UNITED STATES
                       SECURITIES AND EXCHANGE COMMISSION
                             Washington, D.C. 20549

                                 SCHEDULE 13G/A
                    Under the Securities Exchange Act of 1934
	       			(Amendment No. 1)

                                 MarineMax, Inc.
                                (Name of Issuer)

                                  Common Stock
                         (Title of Class of Securities)

                                   567908108
                                 (CUSIP Number)

                               December 31, 2009
             (Date of Event Which Requires Filing of this Statement)

Check the appropriate box to designate the rule pursuant to which this Schedule
is filed:

[X] Rule 13d-1(b)

[ ] Rule 13d-1(c)

[ ] Rule 13d-1(d)

*The remainder of this cover page shall be filled out for a reporting person's
initial filing on this form with respect to the subject class of securities, and
for any subsequent amendment containing information which would alter the
disclosures provided in a prior cover page.

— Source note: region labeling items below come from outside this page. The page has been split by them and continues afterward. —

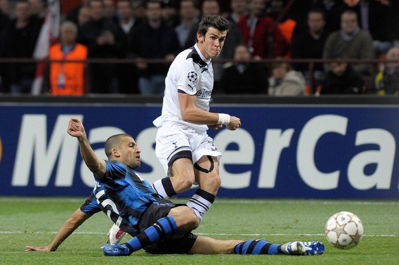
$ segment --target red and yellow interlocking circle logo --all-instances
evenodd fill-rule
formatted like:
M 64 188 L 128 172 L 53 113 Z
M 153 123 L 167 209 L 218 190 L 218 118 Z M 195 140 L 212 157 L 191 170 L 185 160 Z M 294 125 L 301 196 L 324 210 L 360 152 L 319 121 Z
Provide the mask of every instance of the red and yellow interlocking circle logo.
M 3 144 L 1 144 L 1 138 L 0 137 L 0 162 L 1 162 L 2 155 L 3 155 Z

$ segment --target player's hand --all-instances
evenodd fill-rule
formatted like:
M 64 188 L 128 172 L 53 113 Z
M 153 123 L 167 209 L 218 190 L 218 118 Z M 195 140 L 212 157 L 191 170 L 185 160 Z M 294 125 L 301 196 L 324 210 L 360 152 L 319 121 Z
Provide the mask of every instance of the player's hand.
M 25 247 L 27 251 L 40 251 L 40 252 L 51 252 L 51 249 L 50 246 L 45 246 L 45 247 L 32 247 L 32 246 L 26 246 Z
M 223 127 L 223 125 L 221 124 L 211 124 L 211 125 L 208 125 L 208 127 L 209 129 L 213 129 L 214 130 L 219 130 Z
M 81 138 L 86 135 L 83 124 L 80 121 L 75 117 L 72 117 L 69 120 L 66 131 L 71 136 L 76 138 Z
M 235 131 L 238 127 L 241 126 L 241 121 L 239 118 L 230 116 L 230 123 L 226 125 L 227 129 L 230 131 Z

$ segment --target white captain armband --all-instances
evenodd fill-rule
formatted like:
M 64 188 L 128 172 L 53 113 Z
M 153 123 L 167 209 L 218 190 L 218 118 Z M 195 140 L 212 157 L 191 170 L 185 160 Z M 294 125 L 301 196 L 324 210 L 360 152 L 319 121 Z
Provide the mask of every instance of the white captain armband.
M 230 115 L 225 114 L 224 113 L 219 113 L 219 120 L 217 121 L 217 124 L 229 124 L 230 123 Z

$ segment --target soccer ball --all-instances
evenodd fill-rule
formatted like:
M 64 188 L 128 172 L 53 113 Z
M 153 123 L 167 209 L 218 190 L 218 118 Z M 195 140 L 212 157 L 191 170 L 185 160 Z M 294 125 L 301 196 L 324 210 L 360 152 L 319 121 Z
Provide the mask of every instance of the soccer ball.
M 327 240 L 338 249 L 348 249 L 356 247 L 363 232 L 361 220 L 350 212 L 337 212 L 326 223 Z

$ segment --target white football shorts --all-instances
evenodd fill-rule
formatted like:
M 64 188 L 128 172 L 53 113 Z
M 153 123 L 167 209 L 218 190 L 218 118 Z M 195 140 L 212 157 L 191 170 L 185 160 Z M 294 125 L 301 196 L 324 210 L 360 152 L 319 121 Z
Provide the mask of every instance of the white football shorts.
M 195 163 L 204 155 L 215 157 L 218 161 L 221 157 L 221 153 L 213 145 L 213 140 L 206 131 L 197 132 L 173 121 L 164 121 L 158 127 L 155 153 L 167 175 L 169 166 L 178 158 L 191 158 Z

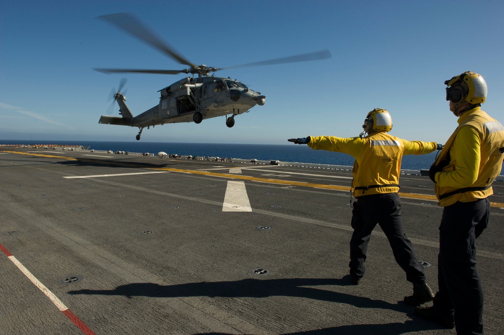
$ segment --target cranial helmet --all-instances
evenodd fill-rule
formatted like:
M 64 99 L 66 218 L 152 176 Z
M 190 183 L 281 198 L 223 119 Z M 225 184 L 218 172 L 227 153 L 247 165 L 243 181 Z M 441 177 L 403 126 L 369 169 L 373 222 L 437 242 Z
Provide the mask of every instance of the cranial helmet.
M 463 102 L 465 101 L 471 105 L 482 104 L 486 100 L 488 89 L 486 82 L 477 73 L 467 71 L 460 76 L 444 82 L 446 88 L 446 101 Z
M 390 131 L 392 129 L 392 118 L 384 109 L 375 108 L 367 113 L 362 127 L 368 133 L 371 129 L 375 131 Z

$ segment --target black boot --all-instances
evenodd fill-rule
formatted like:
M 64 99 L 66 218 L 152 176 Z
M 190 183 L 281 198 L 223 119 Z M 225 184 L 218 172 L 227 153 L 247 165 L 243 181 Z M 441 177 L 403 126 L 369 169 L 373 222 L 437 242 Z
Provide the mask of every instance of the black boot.
M 432 321 L 449 329 L 455 327 L 453 313 L 440 310 L 434 306 L 429 307 L 417 307 L 415 314 L 423 319 Z
M 413 295 L 404 297 L 404 302 L 410 306 L 420 306 L 432 301 L 434 299 L 432 291 L 426 284 L 413 284 Z

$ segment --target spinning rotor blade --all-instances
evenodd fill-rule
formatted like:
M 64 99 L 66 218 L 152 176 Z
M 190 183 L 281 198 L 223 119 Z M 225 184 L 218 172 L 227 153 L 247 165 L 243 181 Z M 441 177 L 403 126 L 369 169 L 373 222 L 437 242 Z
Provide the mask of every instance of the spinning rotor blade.
M 262 61 L 257 61 L 254 63 L 249 63 L 242 65 L 237 65 L 233 66 L 228 66 L 227 68 L 219 68 L 218 70 L 228 70 L 230 69 L 237 69 L 238 68 L 247 68 L 249 66 L 258 66 L 263 65 L 272 65 L 273 64 L 282 64 L 283 63 L 294 63 L 298 61 L 306 61 L 308 60 L 316 60 L 317 59 L 324 59 L 327 58 L 331 58 L 331 53 L 329 50 L 325 50 L 317 52 L 312 52 L 311 53 L 304 53 L 297 55 L 296 56 L 291 56 L 290 57 L 284 57 L 282 58 L 270 59 L 269 60 L 263 60 Z
M 165 42 L 161 41 L 159 38 L 156 36 L 153 32 L 151 32 L 142 24 L 139 19 L 137 19 L 131 14 L 120 13 L 116 14 L 98 16 L 98 18 L 107 21 L 109 23 L 132 35 L 141 41 L 150 44 L 163 53 L 176 59 L 181 64 L 184 64 L 191 67 L 196 66 L 176 51 L 173 47 L 169 46 Z M 147 73 L 152 73 L 149 72 Z
M 126 85 L 127 81 L 128 79 L 126 78 L 123 78 L 121 80 L 121 81 L 119 82 L 119 88 L 117 90 L 118 92 L 121 92 L 121 90 L 124 88 L 124 85 Z
M 185 70 L 147 70 L 135 69 L 94 69 L 95 71 L 106 74 L 111 73 L 153 73 L 160 75 L 178 75 L 187 73 Z

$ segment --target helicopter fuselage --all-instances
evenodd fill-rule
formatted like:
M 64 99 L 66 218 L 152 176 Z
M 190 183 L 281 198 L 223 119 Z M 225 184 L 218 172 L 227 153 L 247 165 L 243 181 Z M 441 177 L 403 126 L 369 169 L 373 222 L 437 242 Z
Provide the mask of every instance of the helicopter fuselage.
M 138 127 L 142 130 L 164 123 L 194 122 L 225 115 L 226 125 L 232 127 L 234 117 L 249 111 L 256 105 L 263 105 L 265 97 L 230 78 L 203 76 L 187 77 L 159 90 L 159 103 L 133 116 L 120 92 L 114 97 L 122 117 L 102 115 L 99 123 Z M 231 115 L 231 116 L 229 116 Z

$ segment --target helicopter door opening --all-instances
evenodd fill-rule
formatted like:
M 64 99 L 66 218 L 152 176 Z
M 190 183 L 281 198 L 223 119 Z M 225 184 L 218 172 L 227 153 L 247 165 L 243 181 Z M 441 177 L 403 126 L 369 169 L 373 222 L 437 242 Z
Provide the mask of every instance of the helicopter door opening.
M 195 111 L 196 106 L 188 98 L 187 96 L 184 95 L 177 98 L 177 110 L 179 112 L 179 115 L 180 115 L 184 113 Z
M 170 116 L 170 109 L 168 108 L 168 98 L 165 98 L 161 99 L 160 114 L 161 118 L 162 119 L 168 118 Z

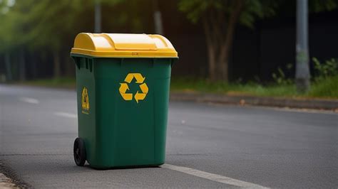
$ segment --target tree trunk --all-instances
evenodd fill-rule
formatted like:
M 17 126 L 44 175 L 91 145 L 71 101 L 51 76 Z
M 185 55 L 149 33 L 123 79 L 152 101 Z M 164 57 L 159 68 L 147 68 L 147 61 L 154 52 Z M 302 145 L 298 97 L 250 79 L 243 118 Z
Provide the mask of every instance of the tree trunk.
M 19 79 L 21 81 L 26 80 L 26 60 L 25 60 L 25 51 L 24 49 L 20 50 L 20 60 L 19 61 Z
M 6 80 L 10 82 L 12 80 L 13 77 L 12 77 L 11 58 L 10 58 L 9 53 L 5 53 L 5 64 L 6 64 Z
M 60 55 L 57 50 L 53 53 L 53 76 L 54 77 L 60 77 L 61 75 L 61 63 L 60 63 Z
M 243 1 L 234 2 L 233 11 L 226 19 L 225 13 L 215 9 L 207 11 L 203 16 L 208 55 L 209 78 L 229 80 L 229 58 L 235 25 L 242 11 Z

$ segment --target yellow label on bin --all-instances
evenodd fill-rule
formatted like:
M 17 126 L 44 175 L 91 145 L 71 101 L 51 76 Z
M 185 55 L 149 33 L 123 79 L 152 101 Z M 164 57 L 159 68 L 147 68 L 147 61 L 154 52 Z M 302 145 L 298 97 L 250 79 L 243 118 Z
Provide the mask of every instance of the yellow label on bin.
M 82 90 L 82 113 L 83 114 L 88 114 L 88 112 L 84 112 L 83 110 L 88 111 L 89 110 L 89 97 L 88 96 L 88 90 L 86 87 L 83 87 Z
M 128 83 L 130 83 L 133 81 L 133 79 L 136 80 L 135 82 L 140 84 L 140 92 L 138 90 L 136 94 L 133 95 L 133 93 L 126 93 L 127 90 L 129 90 Z M 147 84 L 144 82 L 145 77 L 143 77 L 140 73 L 128 73 L 124 81 L 126 82 L 120 83 L 120 94 L 121 94 L 122 98 L 126 101 L 130 101 L 133 99 L 133 95 L 136 102 L 138 104 L 140 100 L 143 100 L 147 96 L 149 89 L 148 88 Z

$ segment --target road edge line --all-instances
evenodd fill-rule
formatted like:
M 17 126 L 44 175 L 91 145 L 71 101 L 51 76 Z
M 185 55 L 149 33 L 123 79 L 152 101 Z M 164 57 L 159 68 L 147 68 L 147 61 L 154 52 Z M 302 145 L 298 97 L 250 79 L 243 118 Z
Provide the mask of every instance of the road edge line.
M 165 168 L 176 171 L 179 171 L 183 173 L 189 174 L 191 176 L 205 178 L 210 180 L 231 185 L 233 186 L 237 186 L 240 188 L 269 188 L 257 184 L 245 182 L 237 179 L 234 179 L 230 177 L 220 176 L 214 173 L 210 173 L 197 169 L 190 168 L 187 167 L 177 166 L 170 164 L 163 164 L 160 166 L 161 168 Z

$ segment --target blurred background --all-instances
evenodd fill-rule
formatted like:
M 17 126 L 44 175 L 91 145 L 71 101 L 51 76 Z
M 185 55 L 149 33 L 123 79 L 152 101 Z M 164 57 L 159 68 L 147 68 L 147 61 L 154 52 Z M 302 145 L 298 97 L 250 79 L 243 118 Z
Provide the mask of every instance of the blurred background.
M 338 1 L 302 7 L 309 69 L 303 77 L 312 85 L 300 93 L 296 2 L 0 0 L 0 82 L 72 86 L 69 53 L 78 33 L 160 33 L 180 57 L 174 90 L 337 98 Z

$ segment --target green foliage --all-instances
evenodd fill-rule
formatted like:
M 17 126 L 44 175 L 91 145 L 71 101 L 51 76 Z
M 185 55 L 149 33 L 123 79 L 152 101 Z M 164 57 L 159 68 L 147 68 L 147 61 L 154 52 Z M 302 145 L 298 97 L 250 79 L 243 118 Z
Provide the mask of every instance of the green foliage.
M 338 99 L 338 75 L 322 78 L 311 86 L 308 95 L 312 97 Z
M 314 77 L 316 82 L 338 75 L 338 61 L 337 59 L 332 58 L 326 60 L 324 63 L 321 63 L 318 59 L 312 58 L 312 61 L 316 72 Z
M 330 11 L 337 8 L 337 0 L 310 0 L 309 2 L 309 9 L 311 12 Z
M 228 17 L 233 14 L 235 4 L 236 1 L 232 0 L 180 0 L 178 9 L 186 13 L 187 18 L 190 21 L 196 23 L 201 17 L 205 16 L 208 10 L 210 9 L 217 10 Z M 257 18 L 261 18 L 274 15 L 277 4 L 277 1 L 275 1 L 244 0 L 239 22 L 252 28 Z

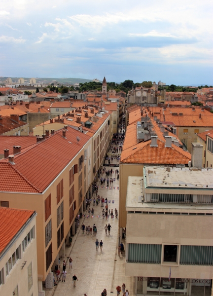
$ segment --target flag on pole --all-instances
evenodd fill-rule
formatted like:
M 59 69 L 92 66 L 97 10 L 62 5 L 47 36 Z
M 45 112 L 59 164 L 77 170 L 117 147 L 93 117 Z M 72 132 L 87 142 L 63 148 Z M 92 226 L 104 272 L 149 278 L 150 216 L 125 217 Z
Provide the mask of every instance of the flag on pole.
M 169 276 L 169 282 L 170 281 L 170 279 L 171 279 L 171 267 L 170 266 L 170 275 Z

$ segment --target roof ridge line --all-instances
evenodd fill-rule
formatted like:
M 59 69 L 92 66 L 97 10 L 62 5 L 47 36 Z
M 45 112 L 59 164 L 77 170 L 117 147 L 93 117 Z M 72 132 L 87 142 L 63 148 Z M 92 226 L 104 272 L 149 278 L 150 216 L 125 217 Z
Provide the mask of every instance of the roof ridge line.
M 22 175 L 22 174 L 21 173 L 20 173 L 19 172 L 19 171 L 18 171 L 15 167 L 13 166 L 13 165 L 12 165 L 12 164 L 11 164 L 9 163 L 7 163 L 11 167 L 12 167 L 13 170 L 16 172 L 17 173 L 17 174 L 18 174 L 19 175 L 19 176 L 22 178 L 22 179 L 23 179 L 25 181 L 26 181 L 27 183 L 28 183 L 28 184 L 29 185 L 30 185 L 30 186 L 31 186 L 32 187 L 33 187 L 33 188 L 34 188 L 35 190 L 36 190 L 38 192 L 39 192 L 39 193 L 42 193 L 42 191 L 39 189 L 38 188 L 37 188 L 36 187 L 36 186 L 34 186 L 34 185 L 33 185 L 33 184 L 32 184 L 31 183 L 31 182 L 30 182 L 24 176 L 23 176 L 23 175 Z

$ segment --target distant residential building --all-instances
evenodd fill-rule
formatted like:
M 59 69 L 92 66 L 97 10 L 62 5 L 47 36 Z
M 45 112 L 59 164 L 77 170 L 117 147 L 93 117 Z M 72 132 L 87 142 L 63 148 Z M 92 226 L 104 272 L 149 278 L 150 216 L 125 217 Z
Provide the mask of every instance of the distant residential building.
M 0 295 L 38 296 L 36 214 L 0 205 Z
M 158 81 L 158 85 L 160 85 L 160 86 L 163 86 L 164 85 L 166 85 L 166 83 L 164 82 L 161 82 L 161 81 Z
M 107 84 L 105 76 L 104 77 L 104 80 L 102 83 L 102 93 L 106 94 L 107 92 Z
M 7 84 L 12 84 L 12 81 L 11 78 L 9 78 L 9 77 L 8 78 L 7 78 L 5 81 L 5 83 Z
M 22 84 L 23 83 L 24 83 L 25 82 L 25 80 L 23 78 L 20 78 L 18 80 L 18 83 L 20 83 L 20 84 Z
M 30 79 L 30 84 L 36 84 L 36 79 L 35 78 L 31 78 Z

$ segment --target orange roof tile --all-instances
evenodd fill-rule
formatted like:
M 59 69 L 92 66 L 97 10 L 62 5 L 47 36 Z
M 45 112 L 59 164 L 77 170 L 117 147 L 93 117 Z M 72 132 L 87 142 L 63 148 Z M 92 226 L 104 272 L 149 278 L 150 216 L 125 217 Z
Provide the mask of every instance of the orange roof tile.
M 4 149 L 9 149 L 9 153 L 13 154 L 13 146 L 21 146 L 22 150 L 36 143 L 36 137 L 0 136 L 0 154 L 4 154 Z
M 78 143 L 76 140 L 77 136 L 81 139 Z M 69 127 L 66 131 L 65 139 L 62 137 L 62 130 L 60 130 L 26 151 L 15 155 L 14 165 L 9 164 L 7 159 L 0 160 L 0 171 L 1 173 L 2 163 L 3 165 L 7 165 L 4 167 L 4 175 L 6 174 L 6 169 L 10 172 L 11 168 L 9 166 L 12 166 L 12 169 L 16 171 L 20 175 L 20 178 L 24 178 L 38 191 L 42 192 L 90 139 L 89 136 Z M 9 175 L 9 173 L 7 175 Z M 27 189 L 23 187 L 23 183 L 19 186 L 18 183 L 17 187 L 13 187 L 13 178 L 8 177 L 3 181 L 1 180 L 0 182 L 2 186 L 7 185 L 10 189 L 3 191 L 26 192 Z M 10 187 L 8 185 L 8 183 Z M 28 190 L 27 192 L 32 192 L 32 189 L 31 191 L 30 189 Z
M 0 207 L 0 253 L 35 213 L 34 211 Z

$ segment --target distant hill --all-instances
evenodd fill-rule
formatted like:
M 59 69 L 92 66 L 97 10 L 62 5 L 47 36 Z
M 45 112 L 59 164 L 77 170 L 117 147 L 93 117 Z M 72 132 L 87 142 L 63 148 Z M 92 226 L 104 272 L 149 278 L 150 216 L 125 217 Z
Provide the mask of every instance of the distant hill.
M 8 77 L 0 77 L 0 79 L 1 81 L 5 80 Z M 18 79 L 21 78 L 20 77 L 10 77 L 13 82 L 17 82 Z M 25 80 L 29 81 L 32 78 L 31 77 L 22 77 Z M 50 83 L 52 82 L 53 80 L 56 80 L 57 82 L 61 83 L 84 83 L 85 82 L 89 82 L 92 81 L 92 79 L 83 79 L 82 78 L 48 78 L 48 77 L 35 77 L 36 80 L 36 82 L 39 83 L 39 81 L 42 82 Z

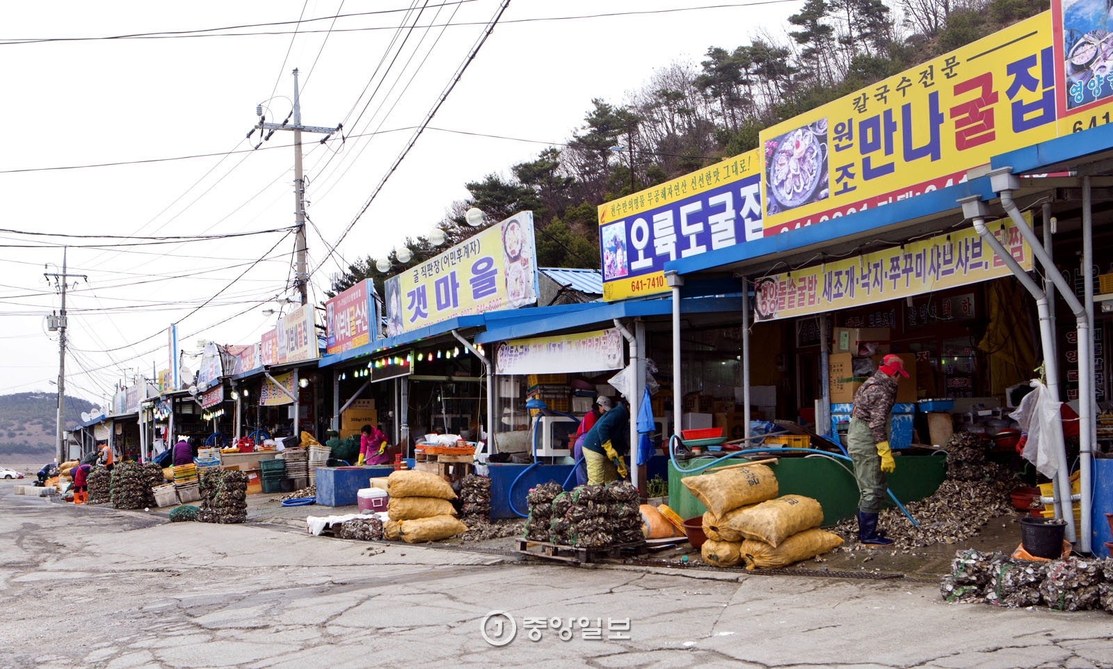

The information required in the remainder of this cover page shall not be deemed
to be "filed" for the purpose of Section 18 of the Securities Exchange Act of
1934 ("Act") or otherwise subject to the liabilities of that section of the Act
but shall be subject to all other provisions of the Act (however, see the
Notes).




                               CUSIP No. 567908108


       1.    Names of Reporting Person

             Evercore Asset Management, LLC

	     I.R.S. Identification Nos. of above person: 20-3856478

       2.    Check the Appropriate Box if a Member Of a Group

             [ ] (a)
             [ ] (b)

       3.    SEC Use Only

       4.    Citizenship or Place of Organization

             Delaware, United States

       5.    Sole Voting Power: 0
Number of
Shares           6.  Shared Voting Power: 1,350,795
Beneficially
Owned by         7.  Sole Dispositive Power:  1,350,795
Each Reporting
Person With      8.  Shared Dispositive Power: 0

       9.    Aggregate Amount Beneficially Owned by Each Reporting Person

             1,350,795

       10.   Check if the Aggregate Amount in Row (9) Excludes Certain Shares


       11.   Percent of Class Represented by Amount in Row (9)

	     6.16%

       12.   Type of Reporting Person

	     IA



Item 1. (a)  Issuer: MarineMax, Inc.

             Address:
             18167 U.S. Highway 19 North, Suite 300
	     Clearwater, Florida 33764

Item 2. (a)  Name of Person Filing:

             Evercore Asset Management, LLC

        (b)  Address of Principal Business Offices:

             Evercore Asset Management, LLC
	     55 East 52nd Street
             36th Floor
             New York, NY  10055
	     United States

        (c)  Citizenship:
             Please refer to Item 4 on each cover sheet for each filing person

        (d)  Title of Class of Securities
             Common Stock

        (e)  CUSIP Number: 567908108

Item 3.  Evercore Asset Management, LLC is an investment advisor in accordance
         with Rule 13d-1(b)(1)(ii)(E).

Item 4.  Ownership

         Please see Items 5 - 9 and 11 for each cover sheet for each Reporting
	 Person separately

Item 5.  Ownership of Five Percent or Less of a Class

         Not Applicable

Item 6.  Ownership of More than Five Percent on Behalf of Another Person

	 Not Applicable




Item 7.  Identification and Classification of the Subsidiary Which Acquired the
         Security Being Reported on By the Parent Holding Company

         Not Applicable

Item 8.  Identification and Classification of Members of the Group

         Not Applicable

Item 9.  Notice of Dissolution of Group

         Not Applicable

Item 10. Certification

         By signing below I certify that, to the best of my knowledge and
belief, the securities referred to above were acquired and held in the ordinary
course of business and were not acquired and are not held for the purpose of or
with the effect of changing or influencing the control of the issuer of the
securities and were not acquired and are not held in connection with or as a
participant in any transaction having that purpose or effect.





                                    SIGNATURE

After reasonable inquiry and to the best of my knowledge and belief, I certify
that the information set forth in this statement is true, complete and correct.

Date:  January 20, 2010
                                       Evercore Asset Management, LLC

                                       By: /s/ Margot Nones
                                       --------------------------
                                       Name: Margot Nones
                                       Title:  C.O.O.